Data: 2005-06-02 09:07:01
Temat: Re: moje małżeństwo to jakaś paranoja!
Od: Habeck Colibretto <h...@N...gazeta.pl>
Pokaż wszystkie nagłówki
Dnia 01.06.2005, o godzinie 14.48.08, na pl.soc.rodzina, Margola
napisał(a):
>> Basiu, widać, że bronisz swojego stylu życia - dlatego poglądy DD Ci nie
>> odpowiadają. :) Bez pretensji to mówię. Nie twierdzę, że Twoje, czy jego
>> życie jest lepsze. Jednak coraz więcej jest właśnie takiego katolicyzmu w
>> stylu Margoli - czy jest lepszy, czy gorszy - w życiu nie będę w stanie
>> osądzić. Ale faktem jest, że coraz więcej dzisiejszych katolików jest po
>> prostu wybiórczymi katolikami - biorą z katolicyzmu to, co im pasuje do
>> ich
>> stylu życia. Bo tak łatwiej.
> Przykłady? Co mianowicie biorę, co mi pasuje do stylu życia? A co odrzucam,
> bo nie pasuje?
No nie pisałem o Tobie z tym "ale faktem jest...". :)
Kilka Twoich postów zasugerowało jednak, że jednak nie zgadzasz się w pełni
z KRK (domyślam się, że nie chodzi o fakty w typie olali gwałcących księży,
ale raczej rzeczy podstawowe jak kościelne prawa), a za niezgodą idzie
łamanie pewnych reguł. Margola - żeby była jasność - ja Ci nic nie wytykam,
bo sam święty nie jestem. A żeby nie było nieporozumień to moja
"nieświętość" nie jest powodem niewytykania. ;)

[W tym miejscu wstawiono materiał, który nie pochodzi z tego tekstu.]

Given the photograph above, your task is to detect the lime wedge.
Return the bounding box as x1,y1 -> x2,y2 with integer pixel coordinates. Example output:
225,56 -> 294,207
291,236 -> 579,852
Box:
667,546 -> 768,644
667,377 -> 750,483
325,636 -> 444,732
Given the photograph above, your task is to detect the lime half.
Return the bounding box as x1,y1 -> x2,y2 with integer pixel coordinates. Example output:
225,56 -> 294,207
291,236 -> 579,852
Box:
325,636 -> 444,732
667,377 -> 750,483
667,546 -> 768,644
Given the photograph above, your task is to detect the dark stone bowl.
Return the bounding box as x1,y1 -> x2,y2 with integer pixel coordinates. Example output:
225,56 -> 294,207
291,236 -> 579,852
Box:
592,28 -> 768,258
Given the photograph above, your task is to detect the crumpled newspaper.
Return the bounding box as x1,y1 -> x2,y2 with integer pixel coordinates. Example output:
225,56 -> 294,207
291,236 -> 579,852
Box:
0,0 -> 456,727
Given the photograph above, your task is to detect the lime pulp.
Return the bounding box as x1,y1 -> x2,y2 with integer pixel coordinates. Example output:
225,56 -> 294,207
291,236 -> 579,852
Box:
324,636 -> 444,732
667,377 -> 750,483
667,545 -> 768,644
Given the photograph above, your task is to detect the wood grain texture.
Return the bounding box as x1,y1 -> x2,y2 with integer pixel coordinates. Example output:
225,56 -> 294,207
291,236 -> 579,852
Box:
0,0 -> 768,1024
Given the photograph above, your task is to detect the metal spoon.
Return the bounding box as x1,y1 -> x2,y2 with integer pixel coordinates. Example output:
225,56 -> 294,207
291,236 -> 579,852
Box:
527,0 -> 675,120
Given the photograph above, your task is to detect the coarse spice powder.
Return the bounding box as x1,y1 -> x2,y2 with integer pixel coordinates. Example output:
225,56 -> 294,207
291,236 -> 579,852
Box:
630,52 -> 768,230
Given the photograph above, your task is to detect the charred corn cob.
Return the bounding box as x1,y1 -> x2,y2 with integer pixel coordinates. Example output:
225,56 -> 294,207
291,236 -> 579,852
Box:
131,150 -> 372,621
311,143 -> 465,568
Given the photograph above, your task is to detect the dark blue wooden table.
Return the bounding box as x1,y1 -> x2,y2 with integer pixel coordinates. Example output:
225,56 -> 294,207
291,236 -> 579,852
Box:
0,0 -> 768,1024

> POsty wskaż, albo wyjaśnij swoje rozumienie mojej wiary, bo
> mnie trochę ten, no, zirytowałeś.
No to ten, tego przepraszam. :)) Przypadkowo to "ale faktem..." trafiło do
akapitu, w którym pisałem o Tobie.
Poza tym piszesz, że DD jest przedstawicielem "polskiego katolicyzmu". Ja
bardziej w tej roli widzę osoby mniej fanatyczne - takie, o których pisałem
powyżej. Może bym to nazwał raczej "dzisiejszym polskim katolicyzmem" -
wierzę w Boga, KRK jest... bo jest, ale się nie zgadzam, żyję nie w
symbiozie, ale biorę co potrzebuję i... idę głosować na SLD. ;))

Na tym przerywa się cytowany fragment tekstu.